Our itinerary had one change in Köln, and, as we neared the stop, we got prepared to jump off. The train slowed to a stop . . . but not in the station. Not in anywhere, in fact. Just on the track, with nothing around us. For the next 25 minutes, we are at a standstill. Approximately three minutes until we actually begin to move, someone comes over the loudspeaker and announces the problem. Definitely in German, though, and not in English. But, we stop worrying once we start moving again.
When we actually pull into the Köln Hauptbahnhof, our very comfortable transition has now dwindled to 7 minutes.
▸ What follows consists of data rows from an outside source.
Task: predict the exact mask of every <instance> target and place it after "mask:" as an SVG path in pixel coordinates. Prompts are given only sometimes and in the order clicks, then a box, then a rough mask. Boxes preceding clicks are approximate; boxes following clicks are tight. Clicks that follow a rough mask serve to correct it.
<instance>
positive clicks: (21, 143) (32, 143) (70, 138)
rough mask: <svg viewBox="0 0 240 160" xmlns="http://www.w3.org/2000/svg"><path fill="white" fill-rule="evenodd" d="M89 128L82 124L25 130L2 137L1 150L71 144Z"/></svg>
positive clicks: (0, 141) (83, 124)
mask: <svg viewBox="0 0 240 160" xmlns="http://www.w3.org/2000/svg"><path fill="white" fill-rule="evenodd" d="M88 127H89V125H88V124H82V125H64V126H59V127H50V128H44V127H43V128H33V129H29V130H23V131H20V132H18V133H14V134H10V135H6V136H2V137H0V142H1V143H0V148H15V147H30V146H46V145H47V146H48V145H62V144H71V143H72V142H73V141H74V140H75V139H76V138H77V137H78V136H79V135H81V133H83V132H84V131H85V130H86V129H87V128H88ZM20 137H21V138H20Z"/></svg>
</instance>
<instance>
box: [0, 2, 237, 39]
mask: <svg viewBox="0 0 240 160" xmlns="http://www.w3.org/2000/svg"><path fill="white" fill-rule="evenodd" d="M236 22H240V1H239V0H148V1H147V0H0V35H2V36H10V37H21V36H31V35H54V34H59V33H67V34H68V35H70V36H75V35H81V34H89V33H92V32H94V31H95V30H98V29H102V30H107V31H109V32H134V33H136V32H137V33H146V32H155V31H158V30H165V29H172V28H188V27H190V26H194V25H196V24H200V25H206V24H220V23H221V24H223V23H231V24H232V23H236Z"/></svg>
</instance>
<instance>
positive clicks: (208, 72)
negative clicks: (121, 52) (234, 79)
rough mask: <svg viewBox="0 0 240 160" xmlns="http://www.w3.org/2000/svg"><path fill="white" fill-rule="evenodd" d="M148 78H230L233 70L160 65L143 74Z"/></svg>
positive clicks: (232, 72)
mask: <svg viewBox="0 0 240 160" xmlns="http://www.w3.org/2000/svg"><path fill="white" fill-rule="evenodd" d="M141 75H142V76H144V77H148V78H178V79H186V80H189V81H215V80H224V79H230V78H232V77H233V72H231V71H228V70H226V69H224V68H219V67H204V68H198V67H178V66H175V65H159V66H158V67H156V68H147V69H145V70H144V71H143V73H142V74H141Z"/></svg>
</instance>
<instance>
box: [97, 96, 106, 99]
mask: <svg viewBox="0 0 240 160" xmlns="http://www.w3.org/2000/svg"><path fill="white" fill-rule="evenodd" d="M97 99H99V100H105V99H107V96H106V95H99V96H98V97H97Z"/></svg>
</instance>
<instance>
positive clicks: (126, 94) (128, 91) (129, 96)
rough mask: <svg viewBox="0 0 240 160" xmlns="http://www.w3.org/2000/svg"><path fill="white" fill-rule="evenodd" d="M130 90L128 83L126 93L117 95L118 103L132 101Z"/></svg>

We hurry downstairs and to the other end of the station to find that the train isn't there and our train is not on the sign. We notice an electronic board that seems to be constantly updated with the next 20 or so departures. We locate our train on the board, and luckily, it's just late and another train is coming in first. As we head back to the platform and calm down, we see that the sign goes back and forth between the two schedules. It was enough to drive us crazy though.
The rest of the train ride was pretty uneventful. We got on, couldn't find a pair of seats that weren't reserved, but did find two aisle seats right across from one another. A man came by, at one point, to ask us to help him with a Deutsche Bahn questionnaire. He didn't have as many questions for us as for other people, but perhaps that's because we're not natives and don't use the DB everyday / week. Once we were in Stuttgart, everything was casual – this was the part of the trip we've been through seemingly a hundred times. We arrived back in the Schwä with enough time to complain about the Dutch railway and play a game of Zombies!!! with Jake and Matt.